Supporters of open data should be relieved. Rep. Robert Hurt decided not to introduce a bill directing the Securities and Exchange Commission to exempt nearly 80 percent of public companies from the requirement to file financial statements in the XBRL structured data format.
During today’s hearing of the House Financial Services Committee’s subcommittee on capital markets, Rep. Hurt said he might still introduce legislation directing the SEC to exempt a smaller set of companies. He told his subcommittee colleagues he would circulate a discussion draft to interested parties before making a final decision.
The Data Transparency Coalition had vigorously opposed the prospect of an effective ban on the use of structured data for corporate financial statements filed with the SEC. The Coalition shares the frustrations expressed by Rep. Hurt. Investors don’t make much use of XBRL data because they distrust its quality. Companies don’t believe their efforts to create XBRL-formatted financial statements are worthwhile.
But the Coalition believes that to simply roll back the clock on open data–and return to paper-based disclosure–is not a solution. Instead, the SEC should heed calls from investors, the House Appropriations Committee, and the House Oversight Committee to fully enforce the quality of existing structured data filings and to transform more of its disclosure system from documents into structured, open data.
Witnesses at today’s hearing voiced consistent opinions. Noting that collecting disclosures in plain text is “1930s technology,” Tom Quaadman, director of the U.S. Chamber of Commerce’s Center for Capital Markets Competitiveness, testified that the SEC should adopt structured data for its entire disclosure system. He supported the possibility of further delays and exemptions from XBRL until such a system is ready.

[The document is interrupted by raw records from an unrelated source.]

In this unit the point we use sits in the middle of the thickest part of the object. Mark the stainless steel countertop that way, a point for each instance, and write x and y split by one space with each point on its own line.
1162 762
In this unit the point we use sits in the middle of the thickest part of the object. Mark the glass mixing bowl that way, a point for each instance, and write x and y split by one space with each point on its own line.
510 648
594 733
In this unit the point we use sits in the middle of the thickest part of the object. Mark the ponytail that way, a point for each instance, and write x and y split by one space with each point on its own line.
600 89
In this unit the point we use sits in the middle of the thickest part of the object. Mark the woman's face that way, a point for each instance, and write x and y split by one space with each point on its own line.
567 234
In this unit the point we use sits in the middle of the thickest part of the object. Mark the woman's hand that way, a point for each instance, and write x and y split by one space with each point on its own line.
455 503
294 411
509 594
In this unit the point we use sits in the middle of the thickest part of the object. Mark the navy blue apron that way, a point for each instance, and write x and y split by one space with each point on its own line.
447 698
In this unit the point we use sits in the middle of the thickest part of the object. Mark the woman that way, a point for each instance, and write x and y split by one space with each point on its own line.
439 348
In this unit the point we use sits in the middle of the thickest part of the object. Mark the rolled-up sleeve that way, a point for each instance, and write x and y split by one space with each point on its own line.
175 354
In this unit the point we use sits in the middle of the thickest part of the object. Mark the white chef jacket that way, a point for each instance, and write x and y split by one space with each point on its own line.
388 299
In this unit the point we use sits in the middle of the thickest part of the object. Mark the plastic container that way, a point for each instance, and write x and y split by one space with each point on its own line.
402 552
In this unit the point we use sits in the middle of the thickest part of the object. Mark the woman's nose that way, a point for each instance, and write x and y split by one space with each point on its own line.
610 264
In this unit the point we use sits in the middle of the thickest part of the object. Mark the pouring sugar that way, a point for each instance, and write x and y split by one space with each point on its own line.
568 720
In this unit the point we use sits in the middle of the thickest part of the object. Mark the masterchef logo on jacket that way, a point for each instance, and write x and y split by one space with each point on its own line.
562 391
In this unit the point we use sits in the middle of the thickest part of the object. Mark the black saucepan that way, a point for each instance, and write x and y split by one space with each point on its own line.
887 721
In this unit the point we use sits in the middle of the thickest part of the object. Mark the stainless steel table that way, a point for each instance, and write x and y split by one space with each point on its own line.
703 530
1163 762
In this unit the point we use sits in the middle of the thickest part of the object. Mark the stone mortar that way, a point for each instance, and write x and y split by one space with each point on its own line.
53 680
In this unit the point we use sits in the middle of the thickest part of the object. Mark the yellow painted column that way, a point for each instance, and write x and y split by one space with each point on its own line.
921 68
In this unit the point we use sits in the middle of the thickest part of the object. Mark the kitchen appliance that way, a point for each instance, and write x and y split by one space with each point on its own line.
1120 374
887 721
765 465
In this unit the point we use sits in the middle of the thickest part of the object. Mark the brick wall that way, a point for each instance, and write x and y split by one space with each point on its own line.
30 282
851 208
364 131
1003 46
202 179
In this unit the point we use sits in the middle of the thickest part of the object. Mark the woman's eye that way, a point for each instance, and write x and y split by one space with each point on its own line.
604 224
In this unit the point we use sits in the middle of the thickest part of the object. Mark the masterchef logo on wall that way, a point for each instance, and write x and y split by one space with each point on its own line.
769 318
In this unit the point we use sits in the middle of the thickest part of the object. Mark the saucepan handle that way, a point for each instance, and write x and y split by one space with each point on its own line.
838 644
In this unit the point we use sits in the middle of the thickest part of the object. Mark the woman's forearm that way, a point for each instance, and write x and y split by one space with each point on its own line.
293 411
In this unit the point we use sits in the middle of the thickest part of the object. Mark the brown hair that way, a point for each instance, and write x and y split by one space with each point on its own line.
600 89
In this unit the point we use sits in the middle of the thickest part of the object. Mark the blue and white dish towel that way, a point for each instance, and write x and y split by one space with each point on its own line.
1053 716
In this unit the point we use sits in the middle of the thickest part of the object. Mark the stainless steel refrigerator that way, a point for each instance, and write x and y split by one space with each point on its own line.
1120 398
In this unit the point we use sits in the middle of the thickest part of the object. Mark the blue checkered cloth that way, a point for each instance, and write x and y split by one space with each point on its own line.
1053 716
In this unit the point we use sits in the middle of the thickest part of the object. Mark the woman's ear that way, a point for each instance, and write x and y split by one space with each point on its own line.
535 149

“I think we would all agree that [transparency] is one of the cornerstones of our capital markets,” offered Rep. Hurt during his exchange with Quaadman. However, he noted, many investors are simply not using the SEC’s XBRL data.
“The SEC has moved away from what is material to investors,” replied Quaadman, “and the more we have moved away from that, the more inefficient our capital markets have become.”
Speaking on behalf of the North American Securities Administrators Association (NASAA), Heath Abshure embraced XBRL, citing the risks to investors from a lack of reliable data to evaluate. He also supported House Oversight Committee chairman Rep. Darrell Issa’s (R-CA) recent advocacy for reform at the SEC.
The Data Transparency Coalition hopes members of Congress interested in delivering actionable data to investors–including both XBRL supporters like Issa and critics like Rep. Hurt–will begin working on a compromise.
Today’s hearing opened the door for legislation that would (a) provide limited and temporary exemptions from the XBRL reporting requirement; (b) ensure better enforcement of data quality to make XBRL data more useful for investors; and (c) direct the SEC to adopt structured data formats for its whole disclosure regime, moving beyond the just the financial statements to include proxy filings, earnings releases, lists of subsidiaries, and other submissions.